Living in the CSA: BLT frittata recipe
We are getting a dozen eggs a week through the CSA, and for our family of two adults and a toddler, that's a lot. For our first dozen, I made a modified version of this BLT Frittata, which my husband has made a bunch of times, but I'd never attempted.
BLT Frittata Recipe
Adapted from Rachael Ray's recipe
Makes about 6-8 servings
3 tablespoons extra-virgin olive oil, 3 turns of the pan
6 ounces Canadian bacon, chopped
4 cloves garlic, chopped
3 cups fresh spinach, loosely packed
1 (15-ounce) can diced tomatoes, drained
12 extra-large eggs
1/3 cup half-and-half or milk
1 teaspoon salt
Preheat oven to 400 degrees F. Heat a 12-inch nonstick ovensafe skillet over medium high heat. Add oil, Canadian bacon, and garlic to the pan. When Canadian bacon browns at edges and begins to crisp, add spinach. Wilt spinach, stir in tomatoes. Beat eggs together with half-and-half. Whisk in salt and pepper. Pour eggs over fillings and let eggs set. Using a spatula, raise eggs off the bottom of the skillet, allow more of the liquid egg to settle. When the frittata has set, transfer to oven and cook 10 to 12 minutes until top is deep golden brown. Remove the frittata and let it stand 5 minutes. Cut into wedges and serve.
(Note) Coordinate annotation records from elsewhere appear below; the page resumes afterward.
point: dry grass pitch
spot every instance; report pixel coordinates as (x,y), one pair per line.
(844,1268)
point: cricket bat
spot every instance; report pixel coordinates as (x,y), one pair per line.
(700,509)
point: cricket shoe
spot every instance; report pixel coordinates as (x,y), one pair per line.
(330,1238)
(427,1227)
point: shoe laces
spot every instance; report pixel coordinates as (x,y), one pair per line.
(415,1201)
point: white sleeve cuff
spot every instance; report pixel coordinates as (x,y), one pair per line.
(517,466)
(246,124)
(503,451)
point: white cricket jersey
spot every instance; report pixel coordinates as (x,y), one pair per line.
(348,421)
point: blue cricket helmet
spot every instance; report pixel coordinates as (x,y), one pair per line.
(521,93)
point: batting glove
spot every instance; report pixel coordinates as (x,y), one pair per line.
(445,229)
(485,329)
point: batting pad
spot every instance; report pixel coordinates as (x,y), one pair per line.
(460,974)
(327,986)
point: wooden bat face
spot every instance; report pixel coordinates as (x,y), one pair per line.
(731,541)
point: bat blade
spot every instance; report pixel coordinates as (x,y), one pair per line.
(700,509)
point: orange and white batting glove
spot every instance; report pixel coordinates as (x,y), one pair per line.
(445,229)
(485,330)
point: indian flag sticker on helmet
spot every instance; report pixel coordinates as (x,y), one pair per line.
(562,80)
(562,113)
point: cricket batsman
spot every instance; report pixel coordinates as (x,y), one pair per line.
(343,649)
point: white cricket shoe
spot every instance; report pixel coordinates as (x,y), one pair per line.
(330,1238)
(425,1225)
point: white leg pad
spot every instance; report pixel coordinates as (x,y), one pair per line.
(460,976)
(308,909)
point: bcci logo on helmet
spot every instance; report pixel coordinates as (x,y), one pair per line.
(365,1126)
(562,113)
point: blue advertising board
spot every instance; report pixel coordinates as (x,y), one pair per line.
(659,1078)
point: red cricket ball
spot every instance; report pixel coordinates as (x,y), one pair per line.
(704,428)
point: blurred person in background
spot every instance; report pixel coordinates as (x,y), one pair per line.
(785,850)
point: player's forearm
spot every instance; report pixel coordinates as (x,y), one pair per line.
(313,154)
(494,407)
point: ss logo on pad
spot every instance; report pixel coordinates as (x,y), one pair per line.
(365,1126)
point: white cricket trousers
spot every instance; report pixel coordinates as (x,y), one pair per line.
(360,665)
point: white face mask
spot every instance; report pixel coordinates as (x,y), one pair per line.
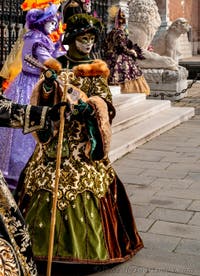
(84,43)
(50,26)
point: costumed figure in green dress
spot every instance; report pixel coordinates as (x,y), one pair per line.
(94,221)
(16,256)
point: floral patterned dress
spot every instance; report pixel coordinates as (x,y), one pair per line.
(94,221)
(16,256)
(122,62)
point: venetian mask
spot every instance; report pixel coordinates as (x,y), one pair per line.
(84,43)
(50,26)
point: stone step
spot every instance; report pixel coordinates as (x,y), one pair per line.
(136,113)
(124,101)
(137,134)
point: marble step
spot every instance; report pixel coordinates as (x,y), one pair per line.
(127,115)
(137,134)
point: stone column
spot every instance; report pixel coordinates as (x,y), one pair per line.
(164,14)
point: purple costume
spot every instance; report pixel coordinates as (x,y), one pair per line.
(120,59)
(15,148)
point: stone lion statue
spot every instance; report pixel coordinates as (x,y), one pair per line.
(144,21)
(167,43)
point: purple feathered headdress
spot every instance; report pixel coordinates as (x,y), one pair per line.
(35,18)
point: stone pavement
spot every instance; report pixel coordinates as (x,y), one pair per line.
(162,178)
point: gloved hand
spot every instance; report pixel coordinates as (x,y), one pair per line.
(54,112)
(84,109)
(50,76)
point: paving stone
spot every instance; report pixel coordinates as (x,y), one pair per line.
(165,173)
(193,176)
(156,241)
(144,224)
(187,246)
(172,183)
(187,166)
(195,206)
(176,230)
(140,154)
(177,193)
(164,202)
(144,164)
(123,270)
(161,273)
(159,261)
(195,219)
(137,179)
(180,158)
(170,215)
(142,211)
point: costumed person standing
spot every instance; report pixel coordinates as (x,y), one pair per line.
(16,149)
(94,221)
(121,56)
(15,246)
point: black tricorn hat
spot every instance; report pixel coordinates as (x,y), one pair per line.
(79,24)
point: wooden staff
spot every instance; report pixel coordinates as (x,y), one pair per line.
(65,77)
Notes: The original recipe calls for pancetta, and I highly recommend going this route if you have it. Pancetta is awesome. (And as Iggie's reminds us, pancetta is meat.) As it happened, I had Canadian bacon I needed to use, and I subbed in spinach for arugula because I had that, too. And it was great. We ate it for breakfast for several days, but it also makes a great brunch meal, too.